I manifesti Pro Vita contro la Ru486 allarmano il Pd toscano: «Rimuoveteli». FdI: «Richiesta assurda»
I manifesti di Pro Vita contro la pillola abortiva Ru486 allarmano il Pd. «Apprendiamo con sconcerto la notizia della mozione presentata il 14 dicembre in Consiglio regionale dalla consigliera del Pd Donatella Spadi». Lo dicono il coordinatore regionale Fratelli d’Italia, Fabrizio Rossi, Francesco Torselli, e di Donatella Isca. La Spadi, puntualizzano gli esponenti di FdI, «chiede l’immediata rimozione dei manifesti affissi a Firenze contro la pillola abortiva Ru486».
Pillola Ru486, la protesta di FdI
«La reazione al manifesto di Pro Vita e famiglia Onlus – prosegue la nota – non è legata all’uso oltraggioso e riprovevole del corpo della donna. Ma al contenuto scientifico dello stesso, che richiama ad una verità, che è stata nascosta a tutta le donne italiane. Il mifepristone, Ru486, definito dal genetista francese J.Lejeune, scopritore della trisomia 21, “pesticida umano” quando il connazionale Baulieu ne annunciò l’invenzione, non è cambiato negli anni. Numerosa è la letteratura scientifica che ne elenca gli effetti avversi.

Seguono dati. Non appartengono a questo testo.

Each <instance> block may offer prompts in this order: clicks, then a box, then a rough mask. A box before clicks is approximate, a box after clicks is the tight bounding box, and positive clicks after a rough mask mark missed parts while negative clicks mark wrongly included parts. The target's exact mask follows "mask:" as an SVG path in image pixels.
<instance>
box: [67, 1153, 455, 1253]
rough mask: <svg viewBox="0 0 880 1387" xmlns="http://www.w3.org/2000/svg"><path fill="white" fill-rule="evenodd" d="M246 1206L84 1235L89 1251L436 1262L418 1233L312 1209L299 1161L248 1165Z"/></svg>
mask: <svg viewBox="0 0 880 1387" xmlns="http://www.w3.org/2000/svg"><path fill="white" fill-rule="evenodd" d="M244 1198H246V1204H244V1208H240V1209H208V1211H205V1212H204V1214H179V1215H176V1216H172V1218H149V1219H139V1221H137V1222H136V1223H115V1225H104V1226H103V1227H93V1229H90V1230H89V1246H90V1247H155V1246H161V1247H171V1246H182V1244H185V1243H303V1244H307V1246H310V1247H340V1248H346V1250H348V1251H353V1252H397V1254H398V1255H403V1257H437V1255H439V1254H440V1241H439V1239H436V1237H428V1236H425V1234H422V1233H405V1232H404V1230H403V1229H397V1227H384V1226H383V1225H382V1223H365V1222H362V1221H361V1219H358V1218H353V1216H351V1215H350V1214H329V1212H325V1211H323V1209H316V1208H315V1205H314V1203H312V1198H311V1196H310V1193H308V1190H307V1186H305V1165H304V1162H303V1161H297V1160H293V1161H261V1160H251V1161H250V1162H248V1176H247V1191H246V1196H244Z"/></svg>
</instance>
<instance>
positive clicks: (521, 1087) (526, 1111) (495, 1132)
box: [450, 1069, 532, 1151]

Il vero choc ed il vero scandalo sono, invece, le affermazioni della consigliera Spadi che si vanta del primato della Toscana sull’uso della Ru486. Che ha anticipato anche le decisioni prese dal ministro della Salute Speranza con le nuove linee Guida. Senza ricovero ospedaliero e allungando anche i termini di somministrazione, ha provveduto alla banalizzazione dell’aborto riducendolo ad un fatto privato».
«Mette in grave pericolo la salute della donna»
«Le nuove procedure che facilitano l’aborto farmacologico in Toscana -commenta il coordinatore regionale Fabrizio Rossi- nascondono, dietro il paravento della semplificazione burocratica, una visione ideologica che poco serve ai diritti della donna e soprattutto quello della sua salute. L’assunzione della Ru486 è già prevista in Italia, e prevede un percorso ospedaliero, con più giorni di ricovero, che non hanno certo una valenza ideologica, ma solo di tutela per la donna. L’intero processo di interruzione di gravidanza dura circa 15 giorni e non è una cosa da prendere alla leggera. Facilitare un aborto farmacologico con il fine di ridurre la burocrazia, mette in grave pericolo la salute della donna che, seppur volontariamente, deve sapere bene che ci sono possibili conseguenze, con un tasso di mortalità superiore 10 volte superiore all’aborto chirurgico».